BINJAI,DLHBinjaiNews (24/4/2019) Bertempat di Aula Atsari Hotel, Parapat, Kabupaten Simalungun, Sumatera Utara, Dinas Lingkungan Hidup (DLH) Provinsi Sumatera Utara (sumut) menggelar rapat koordinasi pada hari senin hingga selasa (22 – 23 April 2019). Rapat Koordinasi menghadirkan narasumber antara lain Direktur Konservasi Keanekaragaman Hayati (KEHATI) Ditjen Konservasi Sumber Daya Alam dan Ekosistem Dr. Moh. Haryono, Kepala Balai Besar Konservasi Sumber Daya Alam Sumut (BBKSDA) Dr. Ir. Hotmauli Sianturi, M.Sc.For, Direktur Bina Pengelolaan Ekosistem Esensial Ir. Wiratno, M.Sc, Balai Besar Taman Nasional Gunung Leuser, Fakultas Kehutanan USU Prof. Dr.Ing.Ternala A.Barus, M.Sc, dan Kepala DLH Provsu DR Ir Binsar Situmorang MSi MAP.

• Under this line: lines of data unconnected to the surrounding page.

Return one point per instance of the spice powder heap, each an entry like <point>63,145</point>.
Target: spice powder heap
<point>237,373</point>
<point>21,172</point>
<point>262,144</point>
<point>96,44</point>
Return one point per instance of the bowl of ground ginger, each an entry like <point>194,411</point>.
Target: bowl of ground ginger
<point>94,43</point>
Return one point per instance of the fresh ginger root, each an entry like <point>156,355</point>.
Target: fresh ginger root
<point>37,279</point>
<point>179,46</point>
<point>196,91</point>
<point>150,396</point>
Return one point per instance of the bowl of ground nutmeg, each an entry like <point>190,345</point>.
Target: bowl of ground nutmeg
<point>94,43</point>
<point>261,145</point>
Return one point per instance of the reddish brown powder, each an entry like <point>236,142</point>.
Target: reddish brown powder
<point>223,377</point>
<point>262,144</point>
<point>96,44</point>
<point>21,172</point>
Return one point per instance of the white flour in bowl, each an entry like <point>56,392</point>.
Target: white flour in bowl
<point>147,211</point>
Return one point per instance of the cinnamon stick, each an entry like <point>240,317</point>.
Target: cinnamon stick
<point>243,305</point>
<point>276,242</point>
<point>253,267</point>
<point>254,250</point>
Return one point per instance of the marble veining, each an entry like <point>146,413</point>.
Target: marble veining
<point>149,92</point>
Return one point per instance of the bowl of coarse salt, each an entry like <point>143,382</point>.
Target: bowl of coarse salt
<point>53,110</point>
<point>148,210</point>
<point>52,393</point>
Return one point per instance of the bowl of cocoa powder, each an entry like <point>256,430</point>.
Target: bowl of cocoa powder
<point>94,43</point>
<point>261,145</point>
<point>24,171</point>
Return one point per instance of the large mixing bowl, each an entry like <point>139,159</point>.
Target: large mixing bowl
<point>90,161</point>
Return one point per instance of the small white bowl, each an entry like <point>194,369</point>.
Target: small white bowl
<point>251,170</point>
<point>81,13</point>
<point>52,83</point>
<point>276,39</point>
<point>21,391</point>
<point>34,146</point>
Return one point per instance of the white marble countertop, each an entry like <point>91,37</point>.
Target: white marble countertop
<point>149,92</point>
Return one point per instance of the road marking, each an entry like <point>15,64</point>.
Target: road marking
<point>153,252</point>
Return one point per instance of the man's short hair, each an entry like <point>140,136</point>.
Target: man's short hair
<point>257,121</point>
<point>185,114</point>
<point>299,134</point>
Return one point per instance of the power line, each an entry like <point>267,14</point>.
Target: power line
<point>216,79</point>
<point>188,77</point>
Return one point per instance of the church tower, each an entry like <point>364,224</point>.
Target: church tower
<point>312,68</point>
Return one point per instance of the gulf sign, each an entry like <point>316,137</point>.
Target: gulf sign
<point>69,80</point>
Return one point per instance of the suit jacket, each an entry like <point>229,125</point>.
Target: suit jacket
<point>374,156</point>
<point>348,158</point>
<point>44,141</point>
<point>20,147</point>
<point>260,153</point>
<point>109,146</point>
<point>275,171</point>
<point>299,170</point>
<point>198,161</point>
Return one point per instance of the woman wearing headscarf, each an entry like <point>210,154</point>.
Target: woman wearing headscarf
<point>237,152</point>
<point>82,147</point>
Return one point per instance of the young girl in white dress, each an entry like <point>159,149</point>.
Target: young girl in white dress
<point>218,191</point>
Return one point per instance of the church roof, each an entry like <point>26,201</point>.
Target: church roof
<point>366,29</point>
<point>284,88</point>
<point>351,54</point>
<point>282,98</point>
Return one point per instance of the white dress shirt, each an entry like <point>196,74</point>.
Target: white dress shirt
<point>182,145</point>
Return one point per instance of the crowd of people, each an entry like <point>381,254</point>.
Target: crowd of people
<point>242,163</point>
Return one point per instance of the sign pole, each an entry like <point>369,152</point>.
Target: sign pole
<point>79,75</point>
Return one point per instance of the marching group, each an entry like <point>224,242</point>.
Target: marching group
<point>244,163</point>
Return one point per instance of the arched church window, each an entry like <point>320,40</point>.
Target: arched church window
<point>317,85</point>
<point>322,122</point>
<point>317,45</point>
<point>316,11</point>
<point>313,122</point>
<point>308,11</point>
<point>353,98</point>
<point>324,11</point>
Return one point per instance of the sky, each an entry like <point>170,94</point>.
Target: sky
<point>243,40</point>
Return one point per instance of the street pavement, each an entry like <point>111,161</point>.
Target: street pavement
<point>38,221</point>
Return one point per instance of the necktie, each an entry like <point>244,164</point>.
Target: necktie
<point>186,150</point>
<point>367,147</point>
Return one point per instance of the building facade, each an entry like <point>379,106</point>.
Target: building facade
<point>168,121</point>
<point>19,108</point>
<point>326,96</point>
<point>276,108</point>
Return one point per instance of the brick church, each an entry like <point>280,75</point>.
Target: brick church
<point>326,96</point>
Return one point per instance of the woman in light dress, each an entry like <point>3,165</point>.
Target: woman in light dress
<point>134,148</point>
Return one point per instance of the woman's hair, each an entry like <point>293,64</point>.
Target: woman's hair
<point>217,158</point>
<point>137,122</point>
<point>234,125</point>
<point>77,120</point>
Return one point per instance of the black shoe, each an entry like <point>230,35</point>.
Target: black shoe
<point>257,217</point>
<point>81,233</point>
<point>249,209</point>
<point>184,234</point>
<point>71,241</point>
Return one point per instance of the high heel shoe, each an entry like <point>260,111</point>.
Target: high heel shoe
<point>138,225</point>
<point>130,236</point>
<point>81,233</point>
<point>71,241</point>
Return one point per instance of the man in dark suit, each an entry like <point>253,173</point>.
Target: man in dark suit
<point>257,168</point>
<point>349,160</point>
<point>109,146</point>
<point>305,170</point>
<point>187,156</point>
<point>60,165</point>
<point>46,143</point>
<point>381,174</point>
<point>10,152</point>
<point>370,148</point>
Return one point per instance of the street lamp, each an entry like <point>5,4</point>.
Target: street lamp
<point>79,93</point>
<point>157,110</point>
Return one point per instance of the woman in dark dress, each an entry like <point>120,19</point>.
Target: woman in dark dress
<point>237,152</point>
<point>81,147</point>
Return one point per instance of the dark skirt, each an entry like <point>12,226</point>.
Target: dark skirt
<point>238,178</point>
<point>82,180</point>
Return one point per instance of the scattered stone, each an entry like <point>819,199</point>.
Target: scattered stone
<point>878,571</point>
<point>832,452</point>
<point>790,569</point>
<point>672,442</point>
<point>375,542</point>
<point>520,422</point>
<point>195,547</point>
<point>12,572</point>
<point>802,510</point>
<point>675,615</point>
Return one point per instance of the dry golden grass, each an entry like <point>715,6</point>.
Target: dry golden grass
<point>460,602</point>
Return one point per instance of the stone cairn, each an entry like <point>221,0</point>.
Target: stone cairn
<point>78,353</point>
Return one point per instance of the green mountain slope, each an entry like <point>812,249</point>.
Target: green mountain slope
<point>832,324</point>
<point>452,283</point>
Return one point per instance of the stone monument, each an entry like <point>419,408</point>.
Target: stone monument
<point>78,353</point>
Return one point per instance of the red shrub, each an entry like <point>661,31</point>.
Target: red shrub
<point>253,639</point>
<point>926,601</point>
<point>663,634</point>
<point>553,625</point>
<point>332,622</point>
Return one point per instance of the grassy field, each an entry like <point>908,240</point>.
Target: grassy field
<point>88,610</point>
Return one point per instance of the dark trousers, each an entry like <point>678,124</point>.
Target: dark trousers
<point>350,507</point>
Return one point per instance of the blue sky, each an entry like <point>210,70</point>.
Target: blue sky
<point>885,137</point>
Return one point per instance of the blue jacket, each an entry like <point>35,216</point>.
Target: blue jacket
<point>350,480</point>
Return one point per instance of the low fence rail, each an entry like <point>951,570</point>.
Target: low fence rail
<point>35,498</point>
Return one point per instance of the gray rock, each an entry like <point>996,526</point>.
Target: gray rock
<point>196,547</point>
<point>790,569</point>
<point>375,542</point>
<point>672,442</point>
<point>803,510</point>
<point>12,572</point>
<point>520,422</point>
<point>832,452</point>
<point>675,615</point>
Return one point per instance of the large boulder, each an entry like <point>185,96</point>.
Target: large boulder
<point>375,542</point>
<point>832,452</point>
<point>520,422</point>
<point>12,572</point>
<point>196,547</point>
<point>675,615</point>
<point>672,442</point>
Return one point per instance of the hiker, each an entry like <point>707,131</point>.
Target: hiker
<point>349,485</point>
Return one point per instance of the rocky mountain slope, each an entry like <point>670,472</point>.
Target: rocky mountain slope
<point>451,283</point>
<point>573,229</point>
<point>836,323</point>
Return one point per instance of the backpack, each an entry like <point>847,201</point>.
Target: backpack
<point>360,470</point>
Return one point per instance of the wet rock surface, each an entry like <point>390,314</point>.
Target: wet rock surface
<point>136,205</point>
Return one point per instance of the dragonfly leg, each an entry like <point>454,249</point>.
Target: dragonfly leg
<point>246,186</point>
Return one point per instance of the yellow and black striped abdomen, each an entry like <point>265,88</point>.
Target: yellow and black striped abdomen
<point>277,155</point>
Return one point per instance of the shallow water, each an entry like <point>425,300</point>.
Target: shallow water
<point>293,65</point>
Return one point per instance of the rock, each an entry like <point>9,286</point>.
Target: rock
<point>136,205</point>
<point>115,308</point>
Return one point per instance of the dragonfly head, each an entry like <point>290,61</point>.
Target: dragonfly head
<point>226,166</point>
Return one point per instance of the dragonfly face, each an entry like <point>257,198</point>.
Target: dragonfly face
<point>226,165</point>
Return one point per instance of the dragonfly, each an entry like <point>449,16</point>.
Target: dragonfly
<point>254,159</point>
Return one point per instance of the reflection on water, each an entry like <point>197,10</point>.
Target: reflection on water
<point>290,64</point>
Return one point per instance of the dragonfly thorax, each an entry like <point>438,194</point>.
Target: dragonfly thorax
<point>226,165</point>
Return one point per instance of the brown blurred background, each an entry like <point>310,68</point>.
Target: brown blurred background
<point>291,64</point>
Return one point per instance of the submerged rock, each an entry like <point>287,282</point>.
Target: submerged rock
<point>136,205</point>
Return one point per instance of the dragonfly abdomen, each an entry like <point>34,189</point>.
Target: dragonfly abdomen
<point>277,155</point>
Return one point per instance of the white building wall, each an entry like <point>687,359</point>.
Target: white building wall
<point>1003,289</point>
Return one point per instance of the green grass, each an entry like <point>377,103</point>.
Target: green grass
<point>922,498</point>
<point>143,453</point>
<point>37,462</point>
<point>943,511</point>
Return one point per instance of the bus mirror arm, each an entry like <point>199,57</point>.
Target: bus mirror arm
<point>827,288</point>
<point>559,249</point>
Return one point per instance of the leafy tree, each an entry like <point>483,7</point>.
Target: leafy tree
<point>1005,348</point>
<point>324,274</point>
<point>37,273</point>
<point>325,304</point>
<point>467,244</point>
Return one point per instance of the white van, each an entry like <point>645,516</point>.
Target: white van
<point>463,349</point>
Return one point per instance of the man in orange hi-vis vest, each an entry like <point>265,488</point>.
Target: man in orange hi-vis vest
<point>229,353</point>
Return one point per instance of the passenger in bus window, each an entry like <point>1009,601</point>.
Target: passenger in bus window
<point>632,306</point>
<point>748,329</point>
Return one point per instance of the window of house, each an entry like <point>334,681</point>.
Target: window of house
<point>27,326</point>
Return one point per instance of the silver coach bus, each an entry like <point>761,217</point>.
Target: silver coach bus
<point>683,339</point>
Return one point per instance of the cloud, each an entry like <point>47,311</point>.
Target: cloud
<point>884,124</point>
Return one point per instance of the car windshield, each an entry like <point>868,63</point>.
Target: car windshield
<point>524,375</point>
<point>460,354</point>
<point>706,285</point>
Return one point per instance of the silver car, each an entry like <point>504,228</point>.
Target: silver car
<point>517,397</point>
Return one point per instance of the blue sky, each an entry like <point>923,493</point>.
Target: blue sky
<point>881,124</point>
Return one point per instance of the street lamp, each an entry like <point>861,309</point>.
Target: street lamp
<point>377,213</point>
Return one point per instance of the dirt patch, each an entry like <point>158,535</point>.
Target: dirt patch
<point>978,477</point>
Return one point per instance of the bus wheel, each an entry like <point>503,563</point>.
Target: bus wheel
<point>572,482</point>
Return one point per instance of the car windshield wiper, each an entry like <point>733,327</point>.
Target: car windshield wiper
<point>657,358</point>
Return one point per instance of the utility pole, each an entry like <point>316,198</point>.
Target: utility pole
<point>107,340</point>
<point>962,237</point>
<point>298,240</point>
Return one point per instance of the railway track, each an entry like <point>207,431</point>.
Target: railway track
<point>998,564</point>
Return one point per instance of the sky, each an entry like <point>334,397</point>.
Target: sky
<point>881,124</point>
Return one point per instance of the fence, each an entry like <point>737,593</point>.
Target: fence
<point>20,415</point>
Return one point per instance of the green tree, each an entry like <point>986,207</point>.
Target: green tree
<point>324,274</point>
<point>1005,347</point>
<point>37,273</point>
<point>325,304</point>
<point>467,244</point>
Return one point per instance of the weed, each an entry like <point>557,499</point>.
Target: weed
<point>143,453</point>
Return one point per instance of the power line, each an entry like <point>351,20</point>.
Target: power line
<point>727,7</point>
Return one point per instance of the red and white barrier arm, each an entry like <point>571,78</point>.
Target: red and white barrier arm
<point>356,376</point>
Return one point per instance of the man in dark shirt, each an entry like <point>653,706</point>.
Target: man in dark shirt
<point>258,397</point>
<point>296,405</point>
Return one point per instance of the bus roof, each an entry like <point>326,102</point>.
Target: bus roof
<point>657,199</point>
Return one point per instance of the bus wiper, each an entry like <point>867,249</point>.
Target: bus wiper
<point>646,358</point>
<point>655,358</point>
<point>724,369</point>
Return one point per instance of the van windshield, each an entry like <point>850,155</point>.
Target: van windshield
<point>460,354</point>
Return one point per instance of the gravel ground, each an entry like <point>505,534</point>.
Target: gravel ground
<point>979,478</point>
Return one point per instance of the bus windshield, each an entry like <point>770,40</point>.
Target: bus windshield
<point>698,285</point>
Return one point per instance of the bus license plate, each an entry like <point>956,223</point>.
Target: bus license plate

Peserta Rapat Koordinasi adalah perwakilan Dinas Lingkungan Hidup (DLH) se Provinsi Sumatera Utara, Yayasan Gajah Sumatera, Fakultas Kehutanan USU, Taman Eden 100, Conservation International Indonesia, Yayasan Ekosistem Lestari, Bidang pengendalian Pencemaran dan Kerusakan LH DLH Provsu, Bidang Penataan dan Peningkatan Kapasitas LH, Bidang Pengelolaan Limbah Bahan Berbahaya Beracun dan Persampahan,dan UPT Pengelolaan Kualitas Air Danau Toba, DLH SU.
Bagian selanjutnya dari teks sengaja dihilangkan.